Non–muscle-invasive bladder cancer (NMIBC) represents about 70% to 80% of bladder neoplasms and includes low-grade papillary forms (stage Ta), tumors invading the lamina propria (T1) and carcinoma in situ (Tis) (2, 3). Roughly between 50% and 70% of non–muscle-invasive tumors do recur, and approximately 10% to 20% of them progress to muscle-invasive disease (4–6). Bacillus Calmette–Guerin (BCG) intravesical immunotherapy is the recommended treatment for high-risk, early-stage bladder cancer, but high recurrence and progression rates (15–20%) to muscle-invasive cancer still remain (5). Furthermore, no reliable quantitative biomarkers that predict progression and death from the affected target organ have been identified (7, 8).
NMIBC is an important target for the accelerated development of new agents designed to reduce cancer incidence and mortality (9). There is increasing need to identify risk biomarkers that are measurable and repeatable in order to allow selection of high-risk individuals to allow efficient drug testing in chemoprevention clinical trials (10–12).
Based on encouraging findings from a phase IIa trial (10), in 1993 we conducted a randomized trial of the synthetic retinoid fenretinide given orally for 2 years in patients with resected stage T1 or Ta bladder cancer, with negative results on the primary outcome measure, which was DNA flow cytometry in bladder washings (13). More recently, we showed the prognostic effect of DNA aneuploidy (i.e., DNA index > 1.1) from bladder washed cells on disease progression and death after a median follow-up time of 11.5 years (14).

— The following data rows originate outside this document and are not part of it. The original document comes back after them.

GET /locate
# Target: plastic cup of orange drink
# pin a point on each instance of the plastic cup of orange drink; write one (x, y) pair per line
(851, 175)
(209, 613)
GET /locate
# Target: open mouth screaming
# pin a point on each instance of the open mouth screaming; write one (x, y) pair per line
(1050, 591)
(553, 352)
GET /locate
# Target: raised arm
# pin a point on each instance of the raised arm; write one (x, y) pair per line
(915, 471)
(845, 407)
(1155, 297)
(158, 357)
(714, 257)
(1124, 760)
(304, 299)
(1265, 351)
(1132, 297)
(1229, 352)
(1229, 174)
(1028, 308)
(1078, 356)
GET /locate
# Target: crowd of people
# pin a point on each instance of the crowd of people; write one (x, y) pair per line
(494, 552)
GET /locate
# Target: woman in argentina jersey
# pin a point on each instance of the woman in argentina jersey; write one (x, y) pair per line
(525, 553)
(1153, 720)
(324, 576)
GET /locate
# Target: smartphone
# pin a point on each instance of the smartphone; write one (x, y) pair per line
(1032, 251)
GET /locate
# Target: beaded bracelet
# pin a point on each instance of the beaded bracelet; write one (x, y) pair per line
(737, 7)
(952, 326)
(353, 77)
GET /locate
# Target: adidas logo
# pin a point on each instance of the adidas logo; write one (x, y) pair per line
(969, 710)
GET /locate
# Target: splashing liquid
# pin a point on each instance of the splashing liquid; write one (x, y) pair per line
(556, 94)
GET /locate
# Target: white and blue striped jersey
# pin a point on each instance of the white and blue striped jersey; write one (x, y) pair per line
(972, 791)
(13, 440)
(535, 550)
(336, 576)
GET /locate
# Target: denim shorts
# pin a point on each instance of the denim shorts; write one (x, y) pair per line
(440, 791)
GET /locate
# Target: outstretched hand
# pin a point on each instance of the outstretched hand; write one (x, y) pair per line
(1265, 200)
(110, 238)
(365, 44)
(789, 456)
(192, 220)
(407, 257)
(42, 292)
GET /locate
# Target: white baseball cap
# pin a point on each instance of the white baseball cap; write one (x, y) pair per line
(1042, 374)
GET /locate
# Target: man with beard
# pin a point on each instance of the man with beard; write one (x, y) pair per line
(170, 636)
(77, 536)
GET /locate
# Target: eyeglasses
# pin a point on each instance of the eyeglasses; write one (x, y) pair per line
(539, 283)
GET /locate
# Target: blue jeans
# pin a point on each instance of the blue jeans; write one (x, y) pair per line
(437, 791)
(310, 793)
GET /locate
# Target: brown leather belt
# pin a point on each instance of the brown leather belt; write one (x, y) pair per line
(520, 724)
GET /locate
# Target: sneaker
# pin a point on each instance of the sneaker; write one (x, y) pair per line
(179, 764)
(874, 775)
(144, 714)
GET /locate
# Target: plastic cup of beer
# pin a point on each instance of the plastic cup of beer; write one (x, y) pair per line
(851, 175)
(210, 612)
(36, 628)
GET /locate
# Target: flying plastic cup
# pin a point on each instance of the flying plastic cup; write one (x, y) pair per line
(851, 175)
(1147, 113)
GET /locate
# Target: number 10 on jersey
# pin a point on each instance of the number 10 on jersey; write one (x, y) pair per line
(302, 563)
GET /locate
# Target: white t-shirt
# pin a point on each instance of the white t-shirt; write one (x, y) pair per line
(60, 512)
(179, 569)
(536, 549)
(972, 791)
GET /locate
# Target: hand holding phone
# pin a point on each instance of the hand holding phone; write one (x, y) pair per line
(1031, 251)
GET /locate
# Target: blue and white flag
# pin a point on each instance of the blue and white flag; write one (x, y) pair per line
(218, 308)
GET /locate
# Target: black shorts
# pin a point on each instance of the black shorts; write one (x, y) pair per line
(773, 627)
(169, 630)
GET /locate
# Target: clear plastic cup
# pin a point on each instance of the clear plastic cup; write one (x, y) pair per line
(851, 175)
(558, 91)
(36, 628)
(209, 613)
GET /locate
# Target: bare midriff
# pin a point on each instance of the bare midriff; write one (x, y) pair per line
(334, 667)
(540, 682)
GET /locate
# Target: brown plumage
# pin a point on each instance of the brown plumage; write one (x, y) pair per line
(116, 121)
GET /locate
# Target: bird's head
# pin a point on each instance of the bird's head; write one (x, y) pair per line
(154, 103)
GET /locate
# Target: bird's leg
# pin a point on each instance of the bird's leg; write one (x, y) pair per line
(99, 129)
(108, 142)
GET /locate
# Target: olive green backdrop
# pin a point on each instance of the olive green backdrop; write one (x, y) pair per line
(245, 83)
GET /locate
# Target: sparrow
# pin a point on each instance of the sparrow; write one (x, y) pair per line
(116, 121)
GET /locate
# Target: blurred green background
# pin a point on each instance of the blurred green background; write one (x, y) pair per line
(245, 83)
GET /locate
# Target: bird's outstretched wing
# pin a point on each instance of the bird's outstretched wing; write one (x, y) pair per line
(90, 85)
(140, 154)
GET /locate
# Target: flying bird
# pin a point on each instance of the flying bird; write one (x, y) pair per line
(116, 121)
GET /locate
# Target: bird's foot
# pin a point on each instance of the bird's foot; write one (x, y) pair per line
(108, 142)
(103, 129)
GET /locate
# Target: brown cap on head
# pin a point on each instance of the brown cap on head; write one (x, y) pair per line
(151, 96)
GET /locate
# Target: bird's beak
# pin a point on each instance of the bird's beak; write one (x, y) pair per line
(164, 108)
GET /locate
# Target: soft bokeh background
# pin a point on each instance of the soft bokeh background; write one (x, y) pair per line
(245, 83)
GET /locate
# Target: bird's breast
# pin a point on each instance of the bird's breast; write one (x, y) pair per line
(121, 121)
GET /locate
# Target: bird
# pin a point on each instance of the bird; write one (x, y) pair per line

Angiogenesis is critical for tumor growth by providing oxygen, nutrients, and growth factors to the cancer cells (15). VEGF, a homodimeric glycoprotein with a molecular weight of approximately 45 kDa, is considered to be a crucial regulator of both normal and pathologic angiogenesis (16, 17). The expression of VEGF, either in tissue and serum, has been extensively investigated in patients with NMIBC and bladder cancer with different findings (18–25). Retinoids have been shown to modulate angiogenesis and to inhibit carcinogenesis through different mechanisms, including an angiopreventive effect (26, 27).
In the present paper, we report the results of fenretinide on survival endpoints after a median of 20.5 years and assess the prognostic value of circulating VEGF, which was measured in a subgroup of patients (n = 62).
Materials and Methods
Study design, subjects, and treatment
A phase IIb chemoprevention trial with fenretinide in NMIBC started at the National Cancer Institute of Genoa in 1993. A detailed description of the trial has been published elsewhere (13). Briefly, 99 subjects, ages < 80, with NMIBC (stage Ta or T1, any grade) resected within the previous 3 years, were randomized to receive fenretinide 200 mg/day or no treatment for 2 years. An additional year of follow-up was included to evaluate any potential rebound effect. The primary outcome measure was the flow cytometric DNA content in epithelial cells obtained after 12 months. A detailed description of the original trial design, study procedures, and main results has previously been described (10, 13, 28). Years later, we decided to assess the prognostic significance of circulating VEGF and its potential surrogate effect on survival by fenretinide modulation. Available samples from 63 subjects who had completed the first year of study and had serum aliquots at both time points were identified; data from one subject was further excluded because of a second malignancy at the end of the first year of treatment. Analysis was thus performed on samples from 62 subjects, 29 allocated in the fenretinide and 33 in the control arm, respectively.
Assay methods
Serum concentrations of VEGF were measured on morning fasting blood samples. Blood were drawn at baseline and after 12-month treatment and serum aliquots were stored at −80°C until assayed in a single experiment at the end of the trial to minimize analytical variability and blinded as to treatment allocation.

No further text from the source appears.